Miss Sharp donna à Crawley l’adresse du lieutenant, et, peu de jours après cette conversation, le lieutenant Osborne recevait une lettre couverte des jambages boiteux du capitaine Rawdon, avec une invitation de la part de miss Crawley. Rebecca envoya une autre invitation à sa chère Amélia, qui n’hésita point à accepter, quand elle eut appris que George devait être de la partie. Amélia, en conséquence, alla passer la matinée chez les dames de Park-Lane, si bienveillantes pour elle. Rebecca affecta un air de majestueuse protection. Elle était sans contredit plus adroite que son amie ; et, comme celle-ci se renfermait dans un rôle de douceur et d’abnégation et cédait à quiconque voulait la dominer, elle subit les usurpations de Rebecca avec une douceur et une bonté inaltérables. Miss Crawley se montrait d’une amabilité remarquable. Son enthousiasme pour la petite Amélia était poussé au fanatisme. Elle n’était pas plus gênée pour parler d’elle en sa présence que si c’eût été une poupée, une femme de chambre ou un tableau. Son admiration dépassait toute limite. J’admire fort cette admiration que le beau monde tient toujours au service d’une classe inférieure. On a de quoi être flatté de tant de condescendance. Cette bienveillance exagérée de miss Crawley finissait par peser beaucoup à la pauvre petite Amélia, et peut-être bien, parmi les trois dames de Park-Lane, la plus aimable à son goût était l’honnête miss Briggs. Elle sympathisait avec l’honnête Briggs comme avec une personne serviable et délaissée. Du reste, il lui manquait complétement ce qu’on appelle le savoir-faire.

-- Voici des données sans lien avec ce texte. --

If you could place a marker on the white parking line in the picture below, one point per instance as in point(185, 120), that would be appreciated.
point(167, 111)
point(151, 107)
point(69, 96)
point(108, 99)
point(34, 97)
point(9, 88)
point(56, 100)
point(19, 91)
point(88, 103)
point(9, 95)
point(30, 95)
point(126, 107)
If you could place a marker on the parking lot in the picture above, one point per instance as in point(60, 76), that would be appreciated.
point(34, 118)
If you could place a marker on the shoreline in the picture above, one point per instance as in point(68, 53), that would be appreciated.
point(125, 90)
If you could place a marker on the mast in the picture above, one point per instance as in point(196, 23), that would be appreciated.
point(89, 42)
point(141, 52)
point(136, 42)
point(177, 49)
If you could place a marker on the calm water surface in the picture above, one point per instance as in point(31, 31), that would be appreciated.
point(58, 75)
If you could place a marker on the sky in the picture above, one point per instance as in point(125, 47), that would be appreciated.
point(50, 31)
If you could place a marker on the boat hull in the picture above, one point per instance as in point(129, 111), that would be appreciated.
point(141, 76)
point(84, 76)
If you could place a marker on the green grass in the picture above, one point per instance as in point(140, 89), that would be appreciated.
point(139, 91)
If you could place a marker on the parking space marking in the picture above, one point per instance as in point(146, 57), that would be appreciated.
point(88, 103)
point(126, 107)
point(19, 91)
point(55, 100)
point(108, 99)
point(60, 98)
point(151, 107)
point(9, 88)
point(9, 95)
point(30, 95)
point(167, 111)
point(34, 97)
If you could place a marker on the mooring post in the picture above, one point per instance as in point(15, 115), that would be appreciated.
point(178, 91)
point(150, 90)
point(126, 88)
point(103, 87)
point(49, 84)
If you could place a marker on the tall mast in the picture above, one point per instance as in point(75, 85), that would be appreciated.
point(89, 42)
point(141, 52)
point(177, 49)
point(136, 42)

George avait cru venir dîner en garçon avec le capitaine Crawley. La grande voiture bourgeoise des Osborne transporta leur héritier de Russell-Square à Park-Lane ; ses jeunes sœurs, qui n’étaient point invitées, dissimulèrent la mortification qu’elles éprouvaient de cette omission. Toutefois, elle cherchèrent le nom de sir Pitt Crawley dans le Dictionnaire de la noblesse, et étudièrent tous les détails donnés par ce livre sur la famille Crawley, sur sa généalogie, sur les Binkie et leur parenté, etc.… Rawdon Crawley fit à George Osborne un bon et aimable accueil ; il le loua sur son talent au billard, et se mit à sa disposition pour la revanche. Il adressa à Osborne quelques questions sur son régiment, et aurait engagé un piquet séance tenante, si miss Crawley n’avait formellement banni de sa maison toute espèce de jeu. Ce jour-là, le jeune lieutenant remporta sa bourse aussi pleine qu’il l’avait apportée, au grand déplaisir de son amphitryon. Cependant ils prirent rendez-vous pour aller voir, le lendemain, un cheval que Crawley voulait vendre, pour l’essayer au Park, dîner ensemble et passer la soirée en joyeuse compagnie.

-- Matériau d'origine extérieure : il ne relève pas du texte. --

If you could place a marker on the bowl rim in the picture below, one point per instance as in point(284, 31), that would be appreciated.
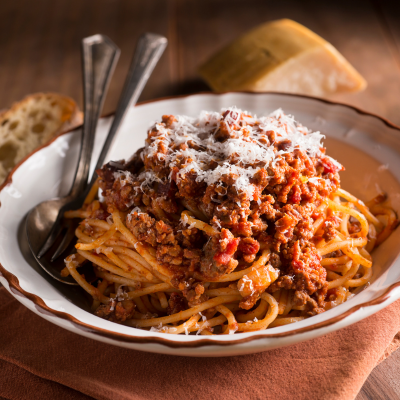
point(41, 306)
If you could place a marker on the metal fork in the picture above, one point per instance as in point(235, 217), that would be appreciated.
point(149, 50)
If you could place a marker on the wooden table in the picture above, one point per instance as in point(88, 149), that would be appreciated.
point(40, 51)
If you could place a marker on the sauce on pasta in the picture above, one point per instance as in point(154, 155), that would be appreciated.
point(225, 223)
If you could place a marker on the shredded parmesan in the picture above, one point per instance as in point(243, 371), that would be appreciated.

« C’est-à-dire, si vous n’êtes pas à soupirer aux pieds de miss Sedley, fit Crawley avec un coup d’œil d’intelligence. Pour jolie, en voilà une qui l’est assurément, » eut-il la bonté d’ajouter.
Osborne ne devait point aller soupirer le lendemain ; il aurait donc un véritable plaisir à rejoindre le capitaine Crawley.
« Au fait, comment va la petite miss Sharp ? demanda George à son ami, tout en vidant un verre de liqueur. C’est une bonne petite fille. En êtes-vous contents, à Crawley-la-Reine ? continua-t-il d’un air de suffisance. Miss Sedley avait pour elle une grande tendresse, l’année dernière. »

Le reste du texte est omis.